Not sure the innings pitched/game column means anything for each lineup-relief pair.  The average runs show a low of 0.388 for the worst lineup against the best relief to 0,540 for the best lineup against the worst relief (highlighted in green above).  This should be expected and the range is rather significant and should provide for interesting results in simulation.

Below is the table above condensed making it easier to see the trend.

Lineup-Relief IP/Game Avg Runs
1-5 2.91 0.540
2-4 2.90 0.501
3-3 2.73 0.454
4-2 2.72 0.426
5-1 2.77 0.388

Average runs scored goes down with worse lineups facing better relief squads as we would expect.  The data looks correct so far.  It’s possible that the best lineup against the worst relief has highest IP/Game because the best lineup will  knock out starters faster than worse lineups making relief pitchers pitch more innings regardless of value.

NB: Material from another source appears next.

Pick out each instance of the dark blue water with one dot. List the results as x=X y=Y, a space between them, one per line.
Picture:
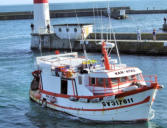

Since we’re here let’s do this for lineup-starters as well.  Same table format as above.

Lineup-Starter IP/Game Avg Runs
1-1 6.81 0.471
1-2 6.38 0.533
1-3 5.99 0.567
1-4 5.84 0.575
1-5 5.87 0.602
2-1 6.74 0.466
2-2 6.44 0.484
2-3 6.00 0.540
2-4 5.85 0.555
2-5 5.90 0.571
3-1 6.85 0.426
3-2 6.52 0.466
3-3 6.09 0.510
3-4 5.93 0.534
3-5 5.95 0.542
4-1 6.86 0.419
4-2 6.49 0.450
4-3 6.13 0.484
4-4 5.92 0.521
4-5 5.95 0.521
5-1 6.94 0.400
5-2 6.70 0.410
5-3 6.18 0.469
5-4 6.07 0.470
5-5 6.02 0.502

The difference between the two extremes in lineup-starter combos is around 0.2 runs per inning.  For lineup-relief combos that difference is around 0.15 runs per inning.  The innings pitched per game column shows how higher tier pitchers pitch more innings which should  be expected.  The high is 6.94 for the 5-1 lineup-starter pair and drops to a low of 5.87 for the 1-5 pair.

Below is a condensed version of the above table.

Lineup-Starter IP/Game Avg Runs
1-5 5.87 0.602
2-4 5.85 0.555
3-3 6.09 0.510
4-2 6.49 0.450
5-1 6.94 0.400

The trend of average runs follows what we expect with the best linups facing the worst starters to score the most runs which decreases as starter value increases and lineup value decreases.  We will use the inning numbers for simulation.

That is all for now.  The next step is running simulations.